However, the plaintiff still owns her house and wants to move back home. The cost of attendant care services at home exceeds the maximum amount payable in attendant care benefits. The plaintiff, therefore, desires a trial as soon as possible in order to recover the funds to allow her to return home with the care she requires.

Positions of the Parties

The plaintiff brought a motion to strike the jury notice. A trial record was filed in April 2019 and private mediation and pre-trial have already taken place. The plaintiff sought to have the action placed on the judge-only Central East Region’s Civil Trial Sittings commencing May 17, 2021.

The defendant took the position that the right to trial by jury should not be dispensed with wholesale and that the “wait and see approach” should be taken.

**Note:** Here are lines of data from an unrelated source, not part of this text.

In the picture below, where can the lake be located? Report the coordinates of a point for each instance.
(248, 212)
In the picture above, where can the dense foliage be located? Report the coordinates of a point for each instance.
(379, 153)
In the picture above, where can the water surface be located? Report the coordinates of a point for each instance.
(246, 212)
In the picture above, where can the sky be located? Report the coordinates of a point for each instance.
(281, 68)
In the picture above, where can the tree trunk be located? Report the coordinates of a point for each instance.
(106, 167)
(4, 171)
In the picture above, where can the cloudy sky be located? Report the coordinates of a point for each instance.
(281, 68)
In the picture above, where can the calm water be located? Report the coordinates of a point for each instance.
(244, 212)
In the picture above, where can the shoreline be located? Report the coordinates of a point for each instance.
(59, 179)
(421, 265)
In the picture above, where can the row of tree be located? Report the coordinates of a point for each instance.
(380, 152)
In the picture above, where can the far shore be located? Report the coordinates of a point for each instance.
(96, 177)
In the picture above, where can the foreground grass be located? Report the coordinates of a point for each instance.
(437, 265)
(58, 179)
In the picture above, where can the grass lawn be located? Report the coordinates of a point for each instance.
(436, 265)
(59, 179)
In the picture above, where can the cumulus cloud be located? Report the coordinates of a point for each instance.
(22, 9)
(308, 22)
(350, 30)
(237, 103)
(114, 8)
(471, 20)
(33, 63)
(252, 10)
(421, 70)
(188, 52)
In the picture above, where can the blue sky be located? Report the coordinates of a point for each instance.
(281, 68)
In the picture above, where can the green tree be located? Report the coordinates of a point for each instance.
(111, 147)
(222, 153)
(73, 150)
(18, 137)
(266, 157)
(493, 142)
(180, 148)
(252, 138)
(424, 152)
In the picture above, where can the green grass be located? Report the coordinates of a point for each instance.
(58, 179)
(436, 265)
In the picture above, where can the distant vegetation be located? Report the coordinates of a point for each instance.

In reaching her decision, Casullo J. referenced two recent jury-strike cases: Solanski v Reilly, 2020 ONSC 8031, where the elderly plaintiff was in ill-health, and Coban v Declare, 2020 ONSC 7537, where the plaintiff had immediate attendant care needs. In both decisions, the circumstances justified discharging the jury.

In having regard to the particular circumstances of the case, Casullo J. held that justice will be better served by discharging the jury – however, the discharge need not be permanent. Casullo J. stated:

[38] If, when the matter is called, there are no civil jury trials running, the matter will be heard by a judge alone.  If, however, civil jury trials are being conducted when the case is called to trial, the matter proceeds before a jury.  This is a flexible, region-specific approach to maintaining each party’s substantive right to a jury trial, where possible.

In conditionally striking the jury notices, Casullo J. noted that justice delayed may be justice denied and that immediacy is warranted given the particular facts of the case.